Re: ECC error in 2.5.64 + some patches

From: Chris Wedgwood (cw@f00f.org)
Date: Thu Mar 27 2003 - 12:00:39 EST


On Thu, Mar 27, 2003 at 08:02:20AM -0800, Larry McVoy wrote:

> My guess is that this means there was a memory error and ECC fixed
> it.

Nope.

There is an ecc driver for RAM and you'll be able to detect these
using that. RAM ECC errors in my experience don't cause MCEs, usually
the CPU never notices.

> The only problem is that I'm reasonably sure that there isn't ECC on
> these DIMMs.

Dump the SPD and you can check... usually the BIOS will tell you too.

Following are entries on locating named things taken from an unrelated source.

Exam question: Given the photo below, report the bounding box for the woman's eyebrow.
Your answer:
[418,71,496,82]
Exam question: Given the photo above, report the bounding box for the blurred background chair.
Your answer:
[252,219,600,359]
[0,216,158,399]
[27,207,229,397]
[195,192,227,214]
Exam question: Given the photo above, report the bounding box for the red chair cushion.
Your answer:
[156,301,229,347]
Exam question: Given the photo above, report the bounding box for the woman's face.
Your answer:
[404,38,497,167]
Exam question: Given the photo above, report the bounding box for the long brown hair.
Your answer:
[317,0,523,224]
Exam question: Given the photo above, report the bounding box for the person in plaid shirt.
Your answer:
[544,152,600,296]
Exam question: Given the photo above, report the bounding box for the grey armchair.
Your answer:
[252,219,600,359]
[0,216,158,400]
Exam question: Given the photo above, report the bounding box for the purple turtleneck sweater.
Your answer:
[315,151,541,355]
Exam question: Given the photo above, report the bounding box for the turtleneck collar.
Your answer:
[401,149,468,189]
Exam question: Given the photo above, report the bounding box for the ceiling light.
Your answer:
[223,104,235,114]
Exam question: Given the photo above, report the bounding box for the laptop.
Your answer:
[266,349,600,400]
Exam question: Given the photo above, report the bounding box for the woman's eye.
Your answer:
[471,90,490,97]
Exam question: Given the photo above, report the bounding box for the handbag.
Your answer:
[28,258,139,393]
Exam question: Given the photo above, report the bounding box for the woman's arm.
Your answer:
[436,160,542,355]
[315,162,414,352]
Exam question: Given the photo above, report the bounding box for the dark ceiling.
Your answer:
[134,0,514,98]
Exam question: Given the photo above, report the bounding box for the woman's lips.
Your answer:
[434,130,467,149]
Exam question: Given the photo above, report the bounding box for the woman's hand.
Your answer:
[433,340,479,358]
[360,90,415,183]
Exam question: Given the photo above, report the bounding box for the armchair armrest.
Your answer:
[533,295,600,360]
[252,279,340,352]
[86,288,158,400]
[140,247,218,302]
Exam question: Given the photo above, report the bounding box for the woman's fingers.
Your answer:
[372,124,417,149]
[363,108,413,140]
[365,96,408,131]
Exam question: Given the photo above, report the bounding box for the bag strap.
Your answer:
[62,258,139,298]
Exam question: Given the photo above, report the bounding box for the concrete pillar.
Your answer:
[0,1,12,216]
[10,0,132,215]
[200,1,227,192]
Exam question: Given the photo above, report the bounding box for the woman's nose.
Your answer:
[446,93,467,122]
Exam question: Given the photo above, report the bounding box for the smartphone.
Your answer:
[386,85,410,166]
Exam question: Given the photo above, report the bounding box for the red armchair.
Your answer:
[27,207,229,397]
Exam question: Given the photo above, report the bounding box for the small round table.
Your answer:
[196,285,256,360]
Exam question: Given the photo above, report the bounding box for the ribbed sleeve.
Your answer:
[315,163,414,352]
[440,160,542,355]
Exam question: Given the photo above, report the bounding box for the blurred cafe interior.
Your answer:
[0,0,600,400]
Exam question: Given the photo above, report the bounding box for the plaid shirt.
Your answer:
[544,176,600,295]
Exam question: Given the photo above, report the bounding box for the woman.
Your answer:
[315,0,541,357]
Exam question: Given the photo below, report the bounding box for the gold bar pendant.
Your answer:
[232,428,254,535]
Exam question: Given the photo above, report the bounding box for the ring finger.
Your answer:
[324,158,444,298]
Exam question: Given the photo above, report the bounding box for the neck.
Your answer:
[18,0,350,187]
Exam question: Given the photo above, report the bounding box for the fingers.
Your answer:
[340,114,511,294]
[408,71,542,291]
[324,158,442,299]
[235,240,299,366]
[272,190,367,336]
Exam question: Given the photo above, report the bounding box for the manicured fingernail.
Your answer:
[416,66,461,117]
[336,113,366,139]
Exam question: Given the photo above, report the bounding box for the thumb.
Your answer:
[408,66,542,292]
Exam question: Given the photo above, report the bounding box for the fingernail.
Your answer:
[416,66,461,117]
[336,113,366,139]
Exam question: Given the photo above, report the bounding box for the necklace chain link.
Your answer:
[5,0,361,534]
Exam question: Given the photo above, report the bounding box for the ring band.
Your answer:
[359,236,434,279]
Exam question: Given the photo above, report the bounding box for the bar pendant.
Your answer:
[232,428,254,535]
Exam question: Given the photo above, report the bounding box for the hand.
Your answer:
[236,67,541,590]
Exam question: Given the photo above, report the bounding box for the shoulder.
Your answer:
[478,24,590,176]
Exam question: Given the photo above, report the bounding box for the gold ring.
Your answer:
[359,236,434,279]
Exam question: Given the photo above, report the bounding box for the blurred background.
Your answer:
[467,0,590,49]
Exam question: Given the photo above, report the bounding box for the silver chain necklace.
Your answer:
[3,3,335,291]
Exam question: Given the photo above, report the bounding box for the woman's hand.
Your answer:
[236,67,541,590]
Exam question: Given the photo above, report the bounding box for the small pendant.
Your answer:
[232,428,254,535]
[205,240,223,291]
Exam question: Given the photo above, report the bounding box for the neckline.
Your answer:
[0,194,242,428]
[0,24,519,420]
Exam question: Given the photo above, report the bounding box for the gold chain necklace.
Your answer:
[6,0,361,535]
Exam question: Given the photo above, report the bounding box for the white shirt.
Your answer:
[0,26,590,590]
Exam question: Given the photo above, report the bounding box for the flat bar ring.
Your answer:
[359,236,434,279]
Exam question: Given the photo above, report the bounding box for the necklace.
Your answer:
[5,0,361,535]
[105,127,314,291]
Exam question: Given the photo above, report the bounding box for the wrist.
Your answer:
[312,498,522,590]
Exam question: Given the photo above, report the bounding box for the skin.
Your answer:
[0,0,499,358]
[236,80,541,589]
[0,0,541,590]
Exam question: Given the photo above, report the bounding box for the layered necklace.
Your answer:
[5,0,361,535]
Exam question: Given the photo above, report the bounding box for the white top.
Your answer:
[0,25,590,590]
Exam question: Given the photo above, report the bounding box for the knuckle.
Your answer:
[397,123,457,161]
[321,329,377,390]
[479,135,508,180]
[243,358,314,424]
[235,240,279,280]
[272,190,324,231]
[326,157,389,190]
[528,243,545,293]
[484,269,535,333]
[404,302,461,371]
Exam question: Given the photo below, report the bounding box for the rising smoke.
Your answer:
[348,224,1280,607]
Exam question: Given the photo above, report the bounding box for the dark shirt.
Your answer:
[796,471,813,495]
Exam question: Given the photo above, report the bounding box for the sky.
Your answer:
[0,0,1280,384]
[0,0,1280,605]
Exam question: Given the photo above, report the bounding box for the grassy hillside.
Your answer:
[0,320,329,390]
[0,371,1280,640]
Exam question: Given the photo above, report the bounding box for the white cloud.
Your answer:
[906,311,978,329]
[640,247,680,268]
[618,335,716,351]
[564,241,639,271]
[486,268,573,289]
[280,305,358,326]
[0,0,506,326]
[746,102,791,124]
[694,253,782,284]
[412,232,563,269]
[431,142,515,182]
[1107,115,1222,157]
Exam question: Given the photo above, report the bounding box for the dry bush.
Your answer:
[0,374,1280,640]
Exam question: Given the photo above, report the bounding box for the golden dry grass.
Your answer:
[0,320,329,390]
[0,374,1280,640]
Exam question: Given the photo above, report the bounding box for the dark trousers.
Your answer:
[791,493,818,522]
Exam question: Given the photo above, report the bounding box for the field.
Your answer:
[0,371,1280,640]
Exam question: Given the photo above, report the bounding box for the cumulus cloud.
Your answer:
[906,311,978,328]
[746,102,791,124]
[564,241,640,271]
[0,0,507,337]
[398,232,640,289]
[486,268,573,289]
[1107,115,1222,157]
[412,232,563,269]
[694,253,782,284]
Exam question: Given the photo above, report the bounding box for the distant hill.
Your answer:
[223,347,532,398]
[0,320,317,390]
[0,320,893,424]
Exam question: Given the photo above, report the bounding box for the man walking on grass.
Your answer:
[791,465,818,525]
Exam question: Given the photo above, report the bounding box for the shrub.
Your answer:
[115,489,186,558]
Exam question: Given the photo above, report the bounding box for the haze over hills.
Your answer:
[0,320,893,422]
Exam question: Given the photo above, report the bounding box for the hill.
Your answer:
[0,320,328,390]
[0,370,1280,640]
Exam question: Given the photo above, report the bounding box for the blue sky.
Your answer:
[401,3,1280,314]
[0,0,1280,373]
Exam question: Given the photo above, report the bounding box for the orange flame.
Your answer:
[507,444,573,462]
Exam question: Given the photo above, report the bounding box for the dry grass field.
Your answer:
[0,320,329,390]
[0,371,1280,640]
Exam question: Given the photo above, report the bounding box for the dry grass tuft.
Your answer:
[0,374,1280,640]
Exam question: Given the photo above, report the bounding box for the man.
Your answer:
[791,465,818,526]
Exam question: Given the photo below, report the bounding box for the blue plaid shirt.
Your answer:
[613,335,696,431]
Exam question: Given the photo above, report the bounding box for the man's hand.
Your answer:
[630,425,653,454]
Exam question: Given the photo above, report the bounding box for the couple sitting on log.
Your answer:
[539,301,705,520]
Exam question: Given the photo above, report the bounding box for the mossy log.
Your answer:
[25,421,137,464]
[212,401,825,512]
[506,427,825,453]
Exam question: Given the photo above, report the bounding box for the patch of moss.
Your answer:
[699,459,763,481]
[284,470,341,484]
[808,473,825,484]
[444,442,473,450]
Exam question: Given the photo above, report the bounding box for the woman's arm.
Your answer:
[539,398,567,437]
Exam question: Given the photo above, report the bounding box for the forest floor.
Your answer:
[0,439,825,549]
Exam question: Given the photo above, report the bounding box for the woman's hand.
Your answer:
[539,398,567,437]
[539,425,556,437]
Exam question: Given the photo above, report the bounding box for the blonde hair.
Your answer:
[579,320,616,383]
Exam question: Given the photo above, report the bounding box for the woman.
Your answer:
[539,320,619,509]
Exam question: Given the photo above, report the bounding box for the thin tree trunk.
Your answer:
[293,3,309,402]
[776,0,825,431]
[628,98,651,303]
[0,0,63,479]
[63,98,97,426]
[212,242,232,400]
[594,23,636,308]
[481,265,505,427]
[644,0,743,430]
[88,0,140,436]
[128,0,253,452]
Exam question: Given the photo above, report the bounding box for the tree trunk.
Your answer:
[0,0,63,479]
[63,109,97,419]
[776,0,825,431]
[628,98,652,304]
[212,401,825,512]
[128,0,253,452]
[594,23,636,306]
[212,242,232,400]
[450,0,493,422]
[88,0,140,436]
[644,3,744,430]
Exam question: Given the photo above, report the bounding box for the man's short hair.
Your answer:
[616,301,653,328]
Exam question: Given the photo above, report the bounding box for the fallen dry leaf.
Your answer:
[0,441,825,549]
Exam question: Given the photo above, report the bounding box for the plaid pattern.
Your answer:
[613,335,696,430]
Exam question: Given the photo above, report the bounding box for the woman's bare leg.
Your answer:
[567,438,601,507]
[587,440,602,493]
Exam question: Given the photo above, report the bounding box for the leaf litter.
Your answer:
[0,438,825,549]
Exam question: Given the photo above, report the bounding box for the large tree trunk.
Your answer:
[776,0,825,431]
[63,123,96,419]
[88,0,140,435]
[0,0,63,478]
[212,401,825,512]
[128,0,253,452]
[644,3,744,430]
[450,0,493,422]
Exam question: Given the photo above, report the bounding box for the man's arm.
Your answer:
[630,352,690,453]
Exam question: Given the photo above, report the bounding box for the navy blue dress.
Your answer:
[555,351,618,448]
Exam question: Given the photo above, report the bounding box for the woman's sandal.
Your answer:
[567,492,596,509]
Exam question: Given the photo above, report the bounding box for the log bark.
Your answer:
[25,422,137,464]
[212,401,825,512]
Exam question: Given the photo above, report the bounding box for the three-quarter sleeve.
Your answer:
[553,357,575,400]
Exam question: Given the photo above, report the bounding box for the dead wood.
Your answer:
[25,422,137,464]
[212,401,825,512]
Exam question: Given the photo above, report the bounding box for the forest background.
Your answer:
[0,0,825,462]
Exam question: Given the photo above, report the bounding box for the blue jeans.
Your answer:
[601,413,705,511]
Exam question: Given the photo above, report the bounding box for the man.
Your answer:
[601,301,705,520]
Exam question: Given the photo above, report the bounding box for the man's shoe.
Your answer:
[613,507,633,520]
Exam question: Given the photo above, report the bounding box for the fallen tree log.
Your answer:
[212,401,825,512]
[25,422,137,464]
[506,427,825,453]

> Does anyone have the table of error codes to explanations? Google
> didn't find anything for this one.

as someone else pointed our, parsemce is what you want

> Message from syslogd@slovax at Thu Mar 27 05:53:49 2003 ...
> slovax kernel: Bank 1: 9000000000000151

Status: (9000000000000151) Restart IP valid.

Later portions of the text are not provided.